If not, can we truly with Paul cry out in joy that we have encountered God through our Lord Jesus Christ, through whom we have obtained access to this grace in which we stand? Or that our hope does not disappoint us, because God’s love has been poured into our hearts through the Holy Spirit that has been given to us? Or are we alone and disconnected to the Creator?
I know many Christians who are keen to biff this incomprehensible doctrine of incomprehensibility into the too hard basket – or the waste basket. Yet it is a doctrine that we loose at peril of our faith.
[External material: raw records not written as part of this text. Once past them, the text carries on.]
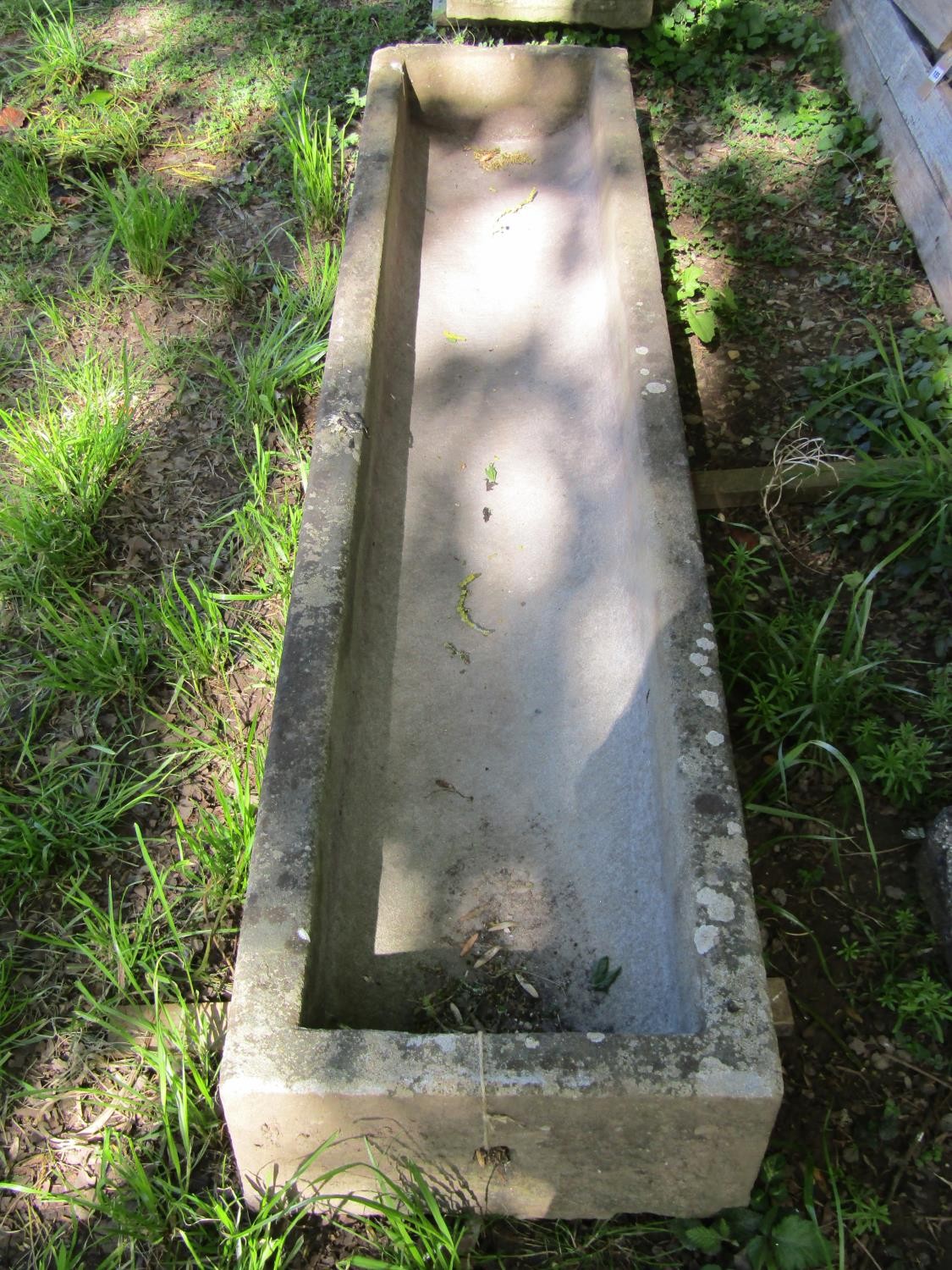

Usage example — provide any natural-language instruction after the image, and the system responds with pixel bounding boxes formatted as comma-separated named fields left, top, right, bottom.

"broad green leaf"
left=675, top=1222, right=724, bottom=1256
left=685, top=305, right=718, bottom=345
left=772, top=1213, right=829, bottom=1270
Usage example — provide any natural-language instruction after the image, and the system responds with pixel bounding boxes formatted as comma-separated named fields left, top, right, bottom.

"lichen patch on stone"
left=697, top=886, right=735, bottom=922
left=695, top=926, right=720, bottom=957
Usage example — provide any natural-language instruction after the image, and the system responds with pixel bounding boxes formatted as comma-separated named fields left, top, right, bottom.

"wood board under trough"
left=895, top=0, right=952, bottom=50
left=828, top=0, right=952, bottom=320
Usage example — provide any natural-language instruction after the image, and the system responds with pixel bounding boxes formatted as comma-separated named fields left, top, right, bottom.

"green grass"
left=27, top=93, right=155, bottom=173
left=0, top=142, right=53, bottom=230
left=25, top=0, right=99, bottom=93
left=0, top=347, right=139, bottom=596
left=277, top=78, right=353, bottom=234
left=91, top=170, right=198, bottom=282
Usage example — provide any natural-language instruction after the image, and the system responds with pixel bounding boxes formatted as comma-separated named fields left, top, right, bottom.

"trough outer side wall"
left=221, top=46, right=781, bottom=1217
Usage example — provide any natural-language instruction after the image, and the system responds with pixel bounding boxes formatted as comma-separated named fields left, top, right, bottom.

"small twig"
left=853, top=1236, right=883, bottom=1270
left=883, top=1051, right=952, bottom=1090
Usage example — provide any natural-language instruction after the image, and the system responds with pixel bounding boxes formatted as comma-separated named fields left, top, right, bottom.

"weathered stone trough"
left=221, top=46, right=781, bottom=1217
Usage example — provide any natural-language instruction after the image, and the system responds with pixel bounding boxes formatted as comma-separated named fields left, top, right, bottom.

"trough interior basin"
left=301, top=50, right=698, bottom=1034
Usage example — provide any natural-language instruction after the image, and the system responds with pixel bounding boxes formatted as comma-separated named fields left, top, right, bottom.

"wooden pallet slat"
left=828, top=0, right=952, bottom=320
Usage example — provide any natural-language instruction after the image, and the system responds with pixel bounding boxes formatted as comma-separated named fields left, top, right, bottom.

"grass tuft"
left=91, top=170, right=198, bottom=282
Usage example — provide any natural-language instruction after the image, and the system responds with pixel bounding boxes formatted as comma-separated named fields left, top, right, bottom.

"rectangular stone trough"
left=221, top=46, right=781, bottom=1217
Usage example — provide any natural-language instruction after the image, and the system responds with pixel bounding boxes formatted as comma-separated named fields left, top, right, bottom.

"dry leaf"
left=0, top=106, right=27, bottom=129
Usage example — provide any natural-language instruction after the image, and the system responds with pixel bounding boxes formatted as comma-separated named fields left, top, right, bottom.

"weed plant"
left=0, top=345, right=139, bottom=596
left=713, top=541, right=949, bottom=813
left=25, top=0, right=98, bottom=93
left=212, top=423, right=304, bottom=611
left=150, top=569, right=233, bottom=703
left=277, top=79, right=355, bottom=234
left=30, top=97, right=154, bottom=172
left=806, top=323, right=952, bottom=584
left=211, top=244, right=340, bottom=429
left=91, top=170, right=198, bottom=282
left=0, top=142, right=53, bottom=230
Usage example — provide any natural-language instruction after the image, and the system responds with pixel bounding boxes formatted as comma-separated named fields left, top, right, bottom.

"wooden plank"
left=691, top=462, right=855, bottom=511
left=893, top=0, right=952, bottom=52
left=832, top=0, right=952, bottom=213
left=828, top=0, right=952, bottom=322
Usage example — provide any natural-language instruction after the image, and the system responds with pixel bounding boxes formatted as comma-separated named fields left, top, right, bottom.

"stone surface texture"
left=221, top=46, right=781, bottom=1218
left=433, top=0, right=654, bottom=30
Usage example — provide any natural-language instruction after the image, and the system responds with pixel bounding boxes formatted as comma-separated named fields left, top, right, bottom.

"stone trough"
left=221, top=46, right=781, bottom=1217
As we seek to be bearers of Christ-hope in an (arguably) increasingly direction-less world we can know that we are empowered by the spirit who is the Spirit of Christ, and that the Christ who is the unravelling – the revelation – of the heart of the Creator.
This is in the end a mystery, needing language beyond human ability, but to which we must cling. We can do no more than offer our triune God silent whisperings or stuttered words of thanks from hearts transformed by the Creator’s breath, from hearts offered hope that reaches beyond the deepest hells – or boredoms – of human experience, beyond our deaths and the deaths of those we love.